ISEM, Université de Montpellier, CNRS, IRD, EPHE, Montpellier, France.
Univ Lyon, Université Lyon 1, CNRS, Laboratoire de Biométrie et Biologie Evolutive UMR5558, 43 Boulevard du 11 novembre 1918, Villeurbanne cedex, 69622, France.
BMC Genomics. 2018 May 9;19(Suppl 2):96. doi: 10.1186/s12864-018-4466-7.
Genomes rearrangements carry valuable information for phylogenetic inference or the elucidation of molecular mechanisms of adaptation. However, the detection of genome rearrangements is often hampered by current deficiencies in data and methods: Genomes obtained from short sequence reads have generally very fragmented assemblies, and comparing multiple gene orders generally leads to computationally intractable algorithmic questions.
We present a computational method, ADSEQ, which, by combining ancestral gene order reconstruction, comparative scaffolding and de novo scaffolding methods, overcomes these two caveats.

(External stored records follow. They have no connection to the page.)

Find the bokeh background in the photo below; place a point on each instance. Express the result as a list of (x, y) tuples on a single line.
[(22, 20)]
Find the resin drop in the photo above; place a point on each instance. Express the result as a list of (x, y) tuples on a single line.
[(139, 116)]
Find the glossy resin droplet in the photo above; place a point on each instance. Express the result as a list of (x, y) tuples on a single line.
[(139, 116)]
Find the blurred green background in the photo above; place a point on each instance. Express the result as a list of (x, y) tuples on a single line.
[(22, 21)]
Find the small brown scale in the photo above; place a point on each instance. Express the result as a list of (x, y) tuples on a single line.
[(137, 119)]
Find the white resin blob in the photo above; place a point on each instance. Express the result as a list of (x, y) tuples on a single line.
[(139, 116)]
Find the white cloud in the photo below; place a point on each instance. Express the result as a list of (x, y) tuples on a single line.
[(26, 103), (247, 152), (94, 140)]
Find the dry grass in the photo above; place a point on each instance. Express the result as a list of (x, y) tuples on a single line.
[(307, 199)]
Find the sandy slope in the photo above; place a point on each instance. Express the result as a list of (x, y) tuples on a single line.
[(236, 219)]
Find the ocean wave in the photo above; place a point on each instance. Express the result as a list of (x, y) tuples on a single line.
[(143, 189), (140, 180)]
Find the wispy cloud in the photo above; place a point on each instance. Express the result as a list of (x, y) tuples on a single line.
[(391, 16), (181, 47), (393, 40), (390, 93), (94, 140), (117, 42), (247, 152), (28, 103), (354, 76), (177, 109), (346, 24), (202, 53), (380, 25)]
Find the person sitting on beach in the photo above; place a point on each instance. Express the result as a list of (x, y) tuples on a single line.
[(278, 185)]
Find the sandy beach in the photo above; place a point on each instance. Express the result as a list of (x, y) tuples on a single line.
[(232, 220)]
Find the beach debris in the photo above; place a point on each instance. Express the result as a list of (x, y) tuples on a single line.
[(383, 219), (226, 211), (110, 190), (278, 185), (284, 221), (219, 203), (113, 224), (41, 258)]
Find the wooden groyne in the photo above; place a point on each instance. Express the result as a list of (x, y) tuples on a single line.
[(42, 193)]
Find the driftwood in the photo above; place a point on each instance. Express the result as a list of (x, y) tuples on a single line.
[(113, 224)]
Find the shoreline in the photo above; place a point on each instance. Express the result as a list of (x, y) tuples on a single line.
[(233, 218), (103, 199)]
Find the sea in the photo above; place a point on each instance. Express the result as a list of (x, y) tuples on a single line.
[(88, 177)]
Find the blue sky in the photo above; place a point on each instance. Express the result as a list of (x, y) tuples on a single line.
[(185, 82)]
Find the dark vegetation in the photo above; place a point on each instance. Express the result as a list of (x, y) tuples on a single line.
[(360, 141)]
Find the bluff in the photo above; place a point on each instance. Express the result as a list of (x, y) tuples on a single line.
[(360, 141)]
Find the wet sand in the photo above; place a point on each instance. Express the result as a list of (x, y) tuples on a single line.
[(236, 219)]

ADSEQ provides simultaneously improved assemblies and ancestral genomes, with statistical supports on all local features. Compared to previous comparative methods, it runs in polynomial time, it samples solutions in a probabilistic space, and it can handle a significantly larger gene complement from the considered extant genomes, with complex histories including gene duplications and losses. We use ADSEQ to provide improved assemblies and a genome history made of duplications, losses, gene translocations, rearrangements, of 18 complete Anopheles genomes, including several important malaria vectors. We also provide additional support for a differentiated mode of evolution of the sex chromosome and of the autosomes in these mosquito genomes.
We demonstrate the method's ability to improve extant assemblies accurately through a procedure simulating realistic assembly fragmentation. We study a debated issue regarding the phylogeny of the Gambiae complex group of Anopheles genomes in the light of the evolution of chromosomal rearrangements, suggesting that the phylogenetic signal they carry can differ from the phylogenetic signal carried by gene sequences, more prone to introgression.
基因组重排携带了对系统发育推断或适应分子机制阐明有价值的信息。然而,当前数据和方法的不足常常阻碍了基因组重排的检测:从短序列读取中获得的基因组通常具有非常碎片化的组装,并且比较多个基因顺序通常会导致计算上难以处理的算法问题。
我们提出了一种计算方法 ADSEQ,它通过结合祖先基因顺序重建、比较支架和从头支架方法,克服了这两个缺点。ADSEQ 同时提供了改进的组装和祖先基因组,并对所有局部特征都提供了统计支持。与以前的比较方法相比,它运行时间为多项式,在概率空间中采样解决方案,并且可以处理来自考虑的现存基因组的、具有复杂历史(包括基因重复和丢失)的、显著更大的基因补体。我们使用 ADSEQ 为 18 个完整的按蚊基因组提供了改进的组装和由重复、丢失、基因转位、重排组成的基因组历史,其中包括几个重要的疟疾媒介。我们还为这些蚊子基因组中的性染色体和常染色体的分化进化模式提供了额外的支持。
我们通过模拟现实组装碎片化的过程,展示了该方法通过准确改进现存组装的能力。我们根据染色体重排的进化研究了关于按蚊 Gambiae 复合体基因组系统发育的一个有争议的问题,表明它们携带的系统发育信号可能与基因序列携带的系统发育信号不同,更容易发生基因渗入。